Veiligheid
Inwoners moeten zich veilig voelen in hun gemeente. De raad stelt het veiligheidsbeleid van de gemeente vast en controleert de uitvoering.
Wettelijke bepalingen en verantwoordelijkheden
De gemeente is ervoor verantwoordelijk dat inwoners zich in hun eigen huis en daarbuiten veilig kunnen voelen. Verkeersongelukken, overlast door hangjongeren, huiselijk geweld, relletjes in het uitgaansleven en drugshandel: al dit soort verschillende incidenten en gebeurtenissen kunnen die veiligheid bedreigen.
Veiligheid raakt dus aan bijna alle beleidsterreinen van de gemeente. De gemeenteraad stelt de doelen vast op het gebied van veiligheid, zoals handhaving van de openbare orde en hulpverlening door de politie. Dat is bepaald in artikel 38b van de Politiewet. De raad doet dit in het meerjarige Integraal Veiligheidsplan (IVP). Het IVP gaat uit van vijf veiligheidsvelden:
- veilige woon- en leefomgeving (overlast, inbraak);
- bedrijvigheid en veiligheid (winkelcentra, evenementen);
- jeugd en veiligheid (drugsgebruik, school);
- fysieke veiligheid (brand);
- integriteit en veiligheid (chantage, radicalisering).
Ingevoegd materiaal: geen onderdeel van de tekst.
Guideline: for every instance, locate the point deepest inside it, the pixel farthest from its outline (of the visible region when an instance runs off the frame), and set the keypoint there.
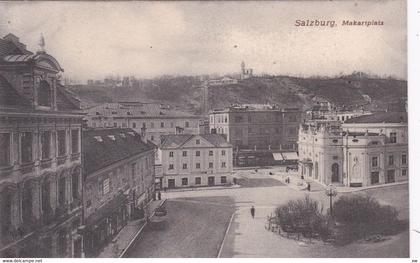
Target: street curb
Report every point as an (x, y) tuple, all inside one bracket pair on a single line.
[(137, 234), (370, 187), (226, 232)]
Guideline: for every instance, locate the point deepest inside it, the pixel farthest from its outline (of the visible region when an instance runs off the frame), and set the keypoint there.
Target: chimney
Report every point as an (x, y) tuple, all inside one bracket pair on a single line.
[(143, 134)]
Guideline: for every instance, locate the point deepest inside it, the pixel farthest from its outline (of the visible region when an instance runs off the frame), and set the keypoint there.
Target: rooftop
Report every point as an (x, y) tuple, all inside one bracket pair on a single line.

Vaak wordt het vaststellen van een IVP direct na de verkiezingen in de nieuwe raad geagendeerd. Het nieuwe vierjarige IVP loopt zo meestal gelijktijdig aan de raadsperiode. De raad kan al in een vroeg stadium bij de totstandkoming van dit plan betrokken zijn. Een IVP begint meestal met een startnotitie. Hierin worden het proces en de planning, en eventueel ook flankerend beleid of kaders van het coalitieakkoord beschreven. De raad kan de opstellers van de startnotitie actuele veiligheidsthema’s in de gemeente meegeven. Daarvoor kunnen raadsleden hun oor goed te luisteren leggen bij de inwoners, maar ook op werkbezoek bij politie of maatschappelijke organisaties met voelsprieten in de buurt, zoals jongerenwerkers of zorginstellingen. De raad kan ook vragen om de startnotitie te kunnen vaststellen.
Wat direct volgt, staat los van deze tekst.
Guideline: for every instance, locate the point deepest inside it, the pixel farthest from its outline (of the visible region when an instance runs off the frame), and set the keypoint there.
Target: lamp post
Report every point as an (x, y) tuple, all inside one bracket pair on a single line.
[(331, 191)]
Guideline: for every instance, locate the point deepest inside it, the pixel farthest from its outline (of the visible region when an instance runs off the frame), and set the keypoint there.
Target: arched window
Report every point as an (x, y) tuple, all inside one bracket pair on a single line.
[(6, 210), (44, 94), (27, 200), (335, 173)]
Veel gemeenten werken het IVP uit in (twee)jaarlijkse uitvoeringsprogramma’s (JUP’s). Bij uitvoering van het IVP is de inzet van de politie onmisbaar. In het ‘driehoeksoverleg’ stemmen burgemeester(s), politie en Openbaar Ministerie deze inzet af. Een gemeente heeft niet het alleenrecht op de inzet van de politie. De (nationale) politie heeft ook prioriteiten die het niveau van de gemeente ontstijgen. In de Politiewet is wel geborgd dat elke gemeente over een (wijk)agent per 5.000 inwoners kan beschikken. De raad kan alleen invloed uitoefenen op de politie via zijn burgemeester. De burgemeester legt verantwoording af aan de gemeenteraad over het door hem of haar gevoerde gezag op de politie (Politiewet art 15).
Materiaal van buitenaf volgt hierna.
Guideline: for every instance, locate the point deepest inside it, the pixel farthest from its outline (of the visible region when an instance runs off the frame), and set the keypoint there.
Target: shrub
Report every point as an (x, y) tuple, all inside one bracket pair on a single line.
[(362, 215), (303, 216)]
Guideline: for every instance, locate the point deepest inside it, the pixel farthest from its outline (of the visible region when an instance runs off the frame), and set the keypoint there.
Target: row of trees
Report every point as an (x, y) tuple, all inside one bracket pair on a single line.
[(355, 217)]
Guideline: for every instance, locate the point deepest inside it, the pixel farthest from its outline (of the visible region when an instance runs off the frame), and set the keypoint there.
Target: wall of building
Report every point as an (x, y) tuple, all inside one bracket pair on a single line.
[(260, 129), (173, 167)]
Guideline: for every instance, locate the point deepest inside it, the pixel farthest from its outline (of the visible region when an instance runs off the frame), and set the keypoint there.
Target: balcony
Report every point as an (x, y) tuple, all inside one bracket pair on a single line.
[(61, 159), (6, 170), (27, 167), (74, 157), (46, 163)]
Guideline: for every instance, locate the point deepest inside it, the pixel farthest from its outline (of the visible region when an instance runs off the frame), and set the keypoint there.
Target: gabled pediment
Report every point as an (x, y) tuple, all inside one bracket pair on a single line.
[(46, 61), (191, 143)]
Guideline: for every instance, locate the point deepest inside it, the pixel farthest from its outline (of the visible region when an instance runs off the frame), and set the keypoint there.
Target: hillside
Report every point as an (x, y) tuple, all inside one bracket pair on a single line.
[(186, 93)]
In de Gemeentewet is verder vastgelegd dat de burgemeester zelfstandig bevoegdheden heeft op het gebied van handhaving van de openbare orde (art 172). Algemene bevoegdheden van de burgemeester zijn het Noodbevel (art 175) en de Noodwet (art 176). Verder kan de burgemeester op eigen gezag drugspanden sluiten (Opiumwet), iemand een tijdelijk huisverbod opleggen (Wet Tijdelijke Huisverbod) en kermissen of festivals verbieden (Toezicht op openbare vermakelijkheden en inrichtingen, artikel 174 Gemeentewet). Met toestemming van de raad via een verordening kan de burgemeester een gebied aanwijzen waar tijdelijk cameratoezicht kan komen (Gemeentewet artikel 151c).
Gemeenten zijn verantwoordelijk voor brandweerzorg, rampenbestrijding, crisisbeheersing (bijvoorbeeld coronapandemie) en geneeskundige hulpverlening (Wet veiligheidsregio’s en Besluit veiligheidsregio’s), maar ze zijn verplicht deze taken te laten uitvoeren door de veiligheidsregio. In de veiligheidsregio werken gemeenten, de politie, de brandweer, het Openbaar Ministerie en de Geneeskundige Hulporganisatie in de regio (GHOR) samen. De burgemeester is voor de raad ook het aanspreekpunt voor het beleid van de Veiligheidsregio.